Brandenburg vor dem Urnengang: Morgen wird gewählt im Land rund um Berlin. In Umfragen liegt die AfD mit rund 27 Prozent nur noch knapp vor der SPD des seit 2013 amtierenden Premiers Dietmar Woidke. Beim ZDF-Politbarometer ist der Abstand größer: Dort liegt die SPD ebenfalls bei 26 Prozent, aber die AfD bei 29 Prozent. Die Koalitionspartner CDU (15 Prozent) und Grüne (um fünf Punkte) schwächeln. Im Gegensatz zum Bündnis Sahra Wagenknecht (BSW), das bei 14 Prozent liegt.
Nächste politische Hängepartie droht
Nach Sachsen und Thüringen droht also die nächste politische Hängepartie in Deutschland: Falls die AfD stärkste Kraft werden würde, könnte sie voraussichtlich trotzdem nicht regieren: Keine andere Partei will mit ihr zusammenarbeiten. Denn der Verfassungsschutz stuft die Landespartei als rechtsextremistischen Verdachtsfall ein.
Woidke, der studierte Landwirt, hat bereits mit seinem Rückzug aus der Politik gedroht, sollten die Sozialdemokraten nicht wie stets seit dem Jahr 1990 stärkste Kraft werden im Land: Wenn die AfD das Rennen macht und nicht die SPD, sei er „weg“, sagte er. Zuletzt legt die SPD immerhin zu. „Ich bin fest davon überzeugt, dass wir es schaffen werden“, beteuerte Woidke. Diesen Optimismus zieht er daraus, dass es der SPD schon bei der Wahl 2019 gelungen ist, die AfD auf den letzten Metern einzuholen. Doch eng wird es jedenfalls morgen.
Vieles gerät indes in Bewegung: „Ich wünsche mir, dass Dietmar Woidke gewinnt“, bekannte Michael Kretschmer. Zur Erinnerung: Der Mann ist Ministerpräsident in Sachsen und Mitglied der CDU. Kretschmer weiß zwei Wochen nach den Wahlen in seinem Land aber auch, wie schwierig die neuen Polit-Landschaften zu gestalten sind. Wahlsieger Kretschmer verhandelt mit dem BSW. Die ersten Gespräche führte er aber nicht - wie üblich – auf Landesebene, sondern in Berlin mit Wagenknecht. Darauf hatte die BSW-Chefin bestanden. Ebenso wie auf klaren Positionen mit Blick auf Hilfen für die Ukraine. Neue Realitäten.
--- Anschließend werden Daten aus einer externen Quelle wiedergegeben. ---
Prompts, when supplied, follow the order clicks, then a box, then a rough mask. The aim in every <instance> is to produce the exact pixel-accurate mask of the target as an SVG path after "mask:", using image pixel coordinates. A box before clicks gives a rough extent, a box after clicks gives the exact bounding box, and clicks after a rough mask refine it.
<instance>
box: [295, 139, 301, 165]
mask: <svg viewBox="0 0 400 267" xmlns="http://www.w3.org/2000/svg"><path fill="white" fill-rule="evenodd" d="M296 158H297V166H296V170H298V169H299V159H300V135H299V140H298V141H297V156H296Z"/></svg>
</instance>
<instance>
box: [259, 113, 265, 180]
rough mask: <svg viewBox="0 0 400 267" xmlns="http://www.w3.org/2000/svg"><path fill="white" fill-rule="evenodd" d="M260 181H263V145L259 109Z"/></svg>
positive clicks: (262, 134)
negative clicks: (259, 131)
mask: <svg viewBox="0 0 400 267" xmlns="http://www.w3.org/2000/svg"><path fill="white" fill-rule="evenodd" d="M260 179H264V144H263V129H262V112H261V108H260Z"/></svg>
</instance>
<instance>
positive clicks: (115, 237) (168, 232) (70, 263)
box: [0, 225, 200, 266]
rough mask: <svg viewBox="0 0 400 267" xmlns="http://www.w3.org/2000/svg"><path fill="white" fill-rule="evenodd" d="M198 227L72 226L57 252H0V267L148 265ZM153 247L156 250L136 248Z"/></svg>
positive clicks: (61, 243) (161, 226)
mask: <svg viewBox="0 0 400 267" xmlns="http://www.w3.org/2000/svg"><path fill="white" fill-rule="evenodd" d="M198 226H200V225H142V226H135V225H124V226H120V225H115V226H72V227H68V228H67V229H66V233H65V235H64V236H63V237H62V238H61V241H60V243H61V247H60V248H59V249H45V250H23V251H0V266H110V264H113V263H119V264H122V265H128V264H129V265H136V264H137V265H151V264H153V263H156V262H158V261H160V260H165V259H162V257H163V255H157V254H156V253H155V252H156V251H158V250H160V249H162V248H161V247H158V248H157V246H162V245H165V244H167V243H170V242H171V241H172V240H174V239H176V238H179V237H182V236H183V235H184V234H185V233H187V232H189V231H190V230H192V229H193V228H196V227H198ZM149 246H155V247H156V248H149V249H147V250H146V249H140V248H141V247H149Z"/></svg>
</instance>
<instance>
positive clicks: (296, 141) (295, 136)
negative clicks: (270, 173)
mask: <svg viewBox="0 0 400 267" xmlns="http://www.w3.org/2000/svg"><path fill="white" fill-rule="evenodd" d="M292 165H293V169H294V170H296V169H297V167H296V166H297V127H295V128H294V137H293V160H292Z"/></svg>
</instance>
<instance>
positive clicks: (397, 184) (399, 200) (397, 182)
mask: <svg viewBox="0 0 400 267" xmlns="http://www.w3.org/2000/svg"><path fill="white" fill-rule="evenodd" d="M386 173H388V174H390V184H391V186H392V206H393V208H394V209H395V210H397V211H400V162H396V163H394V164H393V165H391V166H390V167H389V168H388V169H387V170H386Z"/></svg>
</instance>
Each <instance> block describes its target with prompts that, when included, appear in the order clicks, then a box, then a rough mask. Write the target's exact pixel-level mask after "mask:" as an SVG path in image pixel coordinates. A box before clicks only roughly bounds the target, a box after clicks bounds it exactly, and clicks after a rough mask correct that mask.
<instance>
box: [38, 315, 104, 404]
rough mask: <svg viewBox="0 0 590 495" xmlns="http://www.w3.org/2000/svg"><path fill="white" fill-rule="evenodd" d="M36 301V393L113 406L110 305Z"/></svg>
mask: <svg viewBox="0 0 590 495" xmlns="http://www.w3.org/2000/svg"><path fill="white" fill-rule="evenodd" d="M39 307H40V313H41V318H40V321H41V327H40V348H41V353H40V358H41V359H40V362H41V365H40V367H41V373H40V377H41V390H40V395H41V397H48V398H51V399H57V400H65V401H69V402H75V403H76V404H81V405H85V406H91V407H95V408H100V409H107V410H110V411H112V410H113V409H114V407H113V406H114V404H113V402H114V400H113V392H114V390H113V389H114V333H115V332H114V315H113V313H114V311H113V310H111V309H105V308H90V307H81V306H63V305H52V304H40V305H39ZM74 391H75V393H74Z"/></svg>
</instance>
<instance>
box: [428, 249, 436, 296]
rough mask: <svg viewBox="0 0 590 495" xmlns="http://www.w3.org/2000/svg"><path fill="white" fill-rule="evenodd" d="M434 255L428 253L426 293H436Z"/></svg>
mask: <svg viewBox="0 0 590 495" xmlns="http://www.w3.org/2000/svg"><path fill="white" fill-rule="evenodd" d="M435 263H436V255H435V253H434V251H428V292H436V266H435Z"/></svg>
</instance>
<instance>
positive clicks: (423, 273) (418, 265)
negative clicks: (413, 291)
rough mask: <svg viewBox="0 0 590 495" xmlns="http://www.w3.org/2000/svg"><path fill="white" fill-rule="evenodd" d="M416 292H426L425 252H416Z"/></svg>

Nicht wenige in der Union fremdeln mit der neuen Bündnispartnerin.
In Thüringen sieht es nach der Wahl ähnlich aus. Dort landete die CDU hinter der AfD auf Rang 2. CDU-Kandidat Mario Voigt sondiert mit BSW und SPD. Von Koalition mag er nicht reden. Lieber spricht Voigt von „Kooperationsregierung“. Doch reicht selbst Kooperation nicht. Union, BSW und SPD fehlt eine Stimme zur Mehrheit. Die Zeit drängt akut: Bereits kommende Woche konstituiert sich der neue Landtag. Voigt hält weiter Abstand zu Rechtsaußen: „Mit allen reden, nicht mit allen regieren“, so seine Devise. Zu völkisch ist die AfD im Osten. „Die AfD hat damit begonnen, Menschen zu Feinden zu erklären“, ist für CDU-Mann Kretschmer klar.
Brandenburg legte wirtschaftlich zu
In Brandenburg setzte die SPD im Wahlkampf auf Ironie. „Wenn Glatze, dann Woidke“, bewerben die Sozialdemokraten ihren kahlköpfigen Spitzenkandidaten. Das Land hat in den vergangenen Jahren ökonomisch zugelegt: Tesla fertigt E-Autos vor den Toren Berlins, in Cottbus steht ein neues Werk für die Bahn – und das Wachstum liegt insgesamt über jenem westdeutscher Flächenländer.
Auch deshalb setzt die SPD auf Kontinuität und Woidke: „Wir wollen deutlich machen, was politische Stabilität bedeutet.“ Es geht darum, sich abzusetzen vom instabilen Trend im Osten. Der „Anti-Ampel-Trend“ prägte indes auch Brandenburg: Woidke wollte keine Auftritte mit SPD-Kanzler Olaf Scholz.